Drury I
Department of Neurology, University of Michigan Medical School, Ann Arbor.
Electroencephalogr Clin Neurophysiol. 1989 Jun;72(6):479-85. doi: 10.1016/0013-4694(89)90224-1.
14-and-6 Hz positive bursts, a benign epileptiform variant, have also been described in comatose children with liver disease, chiefly Reyes syndrome. To determine the incidence of this pattern in children in stupor or coma, 154 portable EEGs in 111 children with mental status changes were reviewed. Seven children showed 14-and-6 Hz bursts in the setting of moderate to marked background slowing. They were similar to positive bursts seen in normals in location, duration, morphology, frequency and repetition rate. They differed in being readily activated by stimulation. The etiology was toxic/metabolic in 4 cases, primary cerebral insult in 2 cases and a combination of the two in 1 case. Amongst an age-matched control population, 5 of 75 showed 14-and-6 Hz positive bursts in stage I or II sleep. There were no statistically significant differences in incidence rates between the 2 groups. 14-and-6 Hz positive bursts may occur in diverse encephalopathies of childhood, not just Reyes syndrome. The similar incidence rate, morphology and topography to normals suggest that the presence of these wave forms in encephalopathies represents persistence of a normal EEG feature rather than an expression of some underlying pathophysiological process.

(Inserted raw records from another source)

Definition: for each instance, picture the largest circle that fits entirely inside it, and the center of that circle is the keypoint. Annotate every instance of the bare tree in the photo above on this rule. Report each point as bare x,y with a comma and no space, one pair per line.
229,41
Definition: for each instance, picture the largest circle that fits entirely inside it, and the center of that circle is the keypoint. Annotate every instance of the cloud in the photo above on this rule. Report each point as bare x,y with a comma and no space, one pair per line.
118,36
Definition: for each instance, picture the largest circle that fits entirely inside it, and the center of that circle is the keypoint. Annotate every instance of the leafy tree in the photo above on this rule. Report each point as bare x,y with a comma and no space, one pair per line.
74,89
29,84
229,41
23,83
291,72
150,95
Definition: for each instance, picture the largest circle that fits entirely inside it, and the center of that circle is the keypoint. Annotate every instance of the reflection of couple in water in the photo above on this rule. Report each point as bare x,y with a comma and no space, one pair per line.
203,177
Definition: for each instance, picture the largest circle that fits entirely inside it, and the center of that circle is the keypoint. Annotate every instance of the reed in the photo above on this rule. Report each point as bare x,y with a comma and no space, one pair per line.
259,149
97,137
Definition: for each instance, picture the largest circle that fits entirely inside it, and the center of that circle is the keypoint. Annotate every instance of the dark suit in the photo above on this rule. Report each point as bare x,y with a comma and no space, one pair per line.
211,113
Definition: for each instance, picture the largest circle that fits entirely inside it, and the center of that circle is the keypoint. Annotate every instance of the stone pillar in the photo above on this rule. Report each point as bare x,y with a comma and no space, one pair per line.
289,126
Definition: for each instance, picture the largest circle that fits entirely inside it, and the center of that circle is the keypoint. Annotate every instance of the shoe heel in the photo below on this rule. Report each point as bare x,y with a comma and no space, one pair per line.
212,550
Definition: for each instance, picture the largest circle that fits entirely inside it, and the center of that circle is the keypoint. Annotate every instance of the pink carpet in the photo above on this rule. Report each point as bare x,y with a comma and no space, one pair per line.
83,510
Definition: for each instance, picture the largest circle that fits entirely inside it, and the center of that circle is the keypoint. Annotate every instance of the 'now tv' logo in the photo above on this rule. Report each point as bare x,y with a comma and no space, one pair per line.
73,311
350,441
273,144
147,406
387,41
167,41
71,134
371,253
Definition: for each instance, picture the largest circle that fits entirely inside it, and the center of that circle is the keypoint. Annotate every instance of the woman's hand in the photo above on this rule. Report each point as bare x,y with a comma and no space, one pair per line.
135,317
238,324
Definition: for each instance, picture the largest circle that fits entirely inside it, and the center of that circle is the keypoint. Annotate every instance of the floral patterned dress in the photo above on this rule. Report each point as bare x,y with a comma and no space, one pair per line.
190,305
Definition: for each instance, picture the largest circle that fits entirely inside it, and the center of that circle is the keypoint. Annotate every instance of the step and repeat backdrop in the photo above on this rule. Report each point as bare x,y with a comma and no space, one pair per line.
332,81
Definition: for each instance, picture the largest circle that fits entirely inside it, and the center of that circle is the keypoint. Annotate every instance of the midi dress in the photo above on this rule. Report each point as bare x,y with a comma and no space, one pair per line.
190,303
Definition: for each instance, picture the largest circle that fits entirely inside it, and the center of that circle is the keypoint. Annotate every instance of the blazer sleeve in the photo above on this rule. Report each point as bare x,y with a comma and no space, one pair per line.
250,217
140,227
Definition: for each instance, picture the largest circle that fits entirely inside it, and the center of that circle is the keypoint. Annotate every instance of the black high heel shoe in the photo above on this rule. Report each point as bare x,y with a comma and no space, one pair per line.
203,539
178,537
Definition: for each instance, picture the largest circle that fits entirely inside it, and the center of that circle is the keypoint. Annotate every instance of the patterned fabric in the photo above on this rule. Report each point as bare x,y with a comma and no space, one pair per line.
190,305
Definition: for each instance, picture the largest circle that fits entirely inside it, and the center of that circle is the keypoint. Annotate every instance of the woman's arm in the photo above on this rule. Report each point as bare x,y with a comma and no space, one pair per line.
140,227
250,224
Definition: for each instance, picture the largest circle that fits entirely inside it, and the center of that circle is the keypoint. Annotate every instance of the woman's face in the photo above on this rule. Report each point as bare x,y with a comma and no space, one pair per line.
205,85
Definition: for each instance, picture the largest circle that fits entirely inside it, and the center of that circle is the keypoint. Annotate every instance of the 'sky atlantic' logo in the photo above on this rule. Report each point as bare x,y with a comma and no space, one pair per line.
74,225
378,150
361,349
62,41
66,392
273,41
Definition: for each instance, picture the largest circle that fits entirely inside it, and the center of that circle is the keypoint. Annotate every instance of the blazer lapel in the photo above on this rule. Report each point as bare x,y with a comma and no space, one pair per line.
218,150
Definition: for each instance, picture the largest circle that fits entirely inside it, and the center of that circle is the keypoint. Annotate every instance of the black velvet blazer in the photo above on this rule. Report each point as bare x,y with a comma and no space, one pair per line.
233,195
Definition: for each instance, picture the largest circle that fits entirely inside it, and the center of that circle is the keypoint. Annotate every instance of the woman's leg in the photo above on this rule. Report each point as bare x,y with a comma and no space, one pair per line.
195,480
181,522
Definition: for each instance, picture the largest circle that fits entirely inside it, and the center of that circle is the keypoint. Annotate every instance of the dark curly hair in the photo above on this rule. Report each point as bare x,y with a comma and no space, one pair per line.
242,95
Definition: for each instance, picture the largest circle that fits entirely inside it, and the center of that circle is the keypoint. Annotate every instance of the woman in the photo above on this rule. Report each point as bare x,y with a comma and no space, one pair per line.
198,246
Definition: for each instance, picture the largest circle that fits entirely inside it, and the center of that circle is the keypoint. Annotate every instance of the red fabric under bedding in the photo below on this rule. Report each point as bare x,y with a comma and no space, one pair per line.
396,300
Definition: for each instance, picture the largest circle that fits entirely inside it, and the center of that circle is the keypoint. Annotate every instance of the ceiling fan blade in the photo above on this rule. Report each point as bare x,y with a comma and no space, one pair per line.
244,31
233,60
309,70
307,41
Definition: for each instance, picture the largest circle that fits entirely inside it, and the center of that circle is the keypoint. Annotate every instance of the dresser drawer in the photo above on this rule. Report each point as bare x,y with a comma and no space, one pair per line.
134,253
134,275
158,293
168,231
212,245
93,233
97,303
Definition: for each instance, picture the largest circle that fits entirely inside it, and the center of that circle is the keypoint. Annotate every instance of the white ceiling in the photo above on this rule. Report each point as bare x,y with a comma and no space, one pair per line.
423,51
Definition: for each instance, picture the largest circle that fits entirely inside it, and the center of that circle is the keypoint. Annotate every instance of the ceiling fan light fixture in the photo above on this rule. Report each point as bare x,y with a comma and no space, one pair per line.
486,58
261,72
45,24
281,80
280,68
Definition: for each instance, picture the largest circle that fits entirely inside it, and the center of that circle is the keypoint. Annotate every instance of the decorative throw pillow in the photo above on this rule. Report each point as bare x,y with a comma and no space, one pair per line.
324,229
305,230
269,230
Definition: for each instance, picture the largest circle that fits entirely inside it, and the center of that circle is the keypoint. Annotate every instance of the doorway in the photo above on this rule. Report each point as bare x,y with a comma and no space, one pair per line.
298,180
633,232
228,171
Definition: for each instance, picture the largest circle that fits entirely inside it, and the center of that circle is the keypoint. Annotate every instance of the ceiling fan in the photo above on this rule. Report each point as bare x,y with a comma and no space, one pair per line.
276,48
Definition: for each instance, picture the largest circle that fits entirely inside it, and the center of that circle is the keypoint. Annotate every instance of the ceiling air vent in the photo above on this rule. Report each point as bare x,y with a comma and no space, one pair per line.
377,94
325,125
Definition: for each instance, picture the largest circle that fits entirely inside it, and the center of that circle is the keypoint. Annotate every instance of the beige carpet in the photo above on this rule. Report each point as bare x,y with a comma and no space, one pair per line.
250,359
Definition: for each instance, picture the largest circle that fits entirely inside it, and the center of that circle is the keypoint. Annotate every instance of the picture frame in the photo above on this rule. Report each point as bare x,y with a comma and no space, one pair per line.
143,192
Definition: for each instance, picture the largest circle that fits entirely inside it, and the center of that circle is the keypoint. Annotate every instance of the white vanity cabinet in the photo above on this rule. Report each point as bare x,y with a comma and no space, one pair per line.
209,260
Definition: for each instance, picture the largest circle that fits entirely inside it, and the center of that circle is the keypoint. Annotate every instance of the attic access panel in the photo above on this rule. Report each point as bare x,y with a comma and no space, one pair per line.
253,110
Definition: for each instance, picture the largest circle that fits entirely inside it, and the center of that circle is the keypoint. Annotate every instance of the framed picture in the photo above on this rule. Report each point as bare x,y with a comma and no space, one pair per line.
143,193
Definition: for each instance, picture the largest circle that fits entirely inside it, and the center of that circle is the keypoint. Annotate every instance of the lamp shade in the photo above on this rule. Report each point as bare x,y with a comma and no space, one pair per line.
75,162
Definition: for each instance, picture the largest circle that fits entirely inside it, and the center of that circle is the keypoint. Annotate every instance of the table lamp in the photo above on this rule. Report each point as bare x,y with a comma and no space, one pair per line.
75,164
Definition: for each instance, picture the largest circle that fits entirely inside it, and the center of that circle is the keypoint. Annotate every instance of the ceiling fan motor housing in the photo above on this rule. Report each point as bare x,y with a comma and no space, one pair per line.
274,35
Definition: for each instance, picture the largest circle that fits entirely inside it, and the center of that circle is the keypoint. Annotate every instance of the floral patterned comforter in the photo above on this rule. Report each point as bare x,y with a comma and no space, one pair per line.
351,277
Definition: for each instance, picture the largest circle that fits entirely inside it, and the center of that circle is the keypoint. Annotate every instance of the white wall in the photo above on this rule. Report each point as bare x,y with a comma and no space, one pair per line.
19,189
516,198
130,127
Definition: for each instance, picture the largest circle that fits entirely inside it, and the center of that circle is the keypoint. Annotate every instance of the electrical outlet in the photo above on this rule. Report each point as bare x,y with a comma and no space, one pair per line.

14和6赫兹正相暴发,一种良性癫痫样变异型,也在患有肝病的昏迷儿童中有所描述,主要是瑞氏综合征。为了确定这种脑电图模式在昏迷或昏睡儿童中的发生率,对111名精神状态改变儿童的154份便携式脑电图进行了回顾性分析。7名儿童在中度至显著的背景慢波情况下出现了14和6赫兹暴发。它们在位置、持续时间、形态、频率和重复率方面与正常人所见的正相暴发相似。它们的不同之处在于容易被刺激激活。病因方面,4例为中毒/代谢性,2例为原发性脑损伤,1例为两者合并。在年龄匹配的对照组中,75名中有5名在I期或II期睡眠时出现14和6赫兹正相暴发。两组之间的发生率没有统计学上的显著差异。14和6赫兹正相暴发可能发生在儿童的多种脑病中,而不仅仅是瑞氏综合征。其与正常人相似的发生率、形态和分布表明,这些波形在脑病中的出现代表了正常脑电图特征的持续存在,而非某种潜在病理生理过程的表现。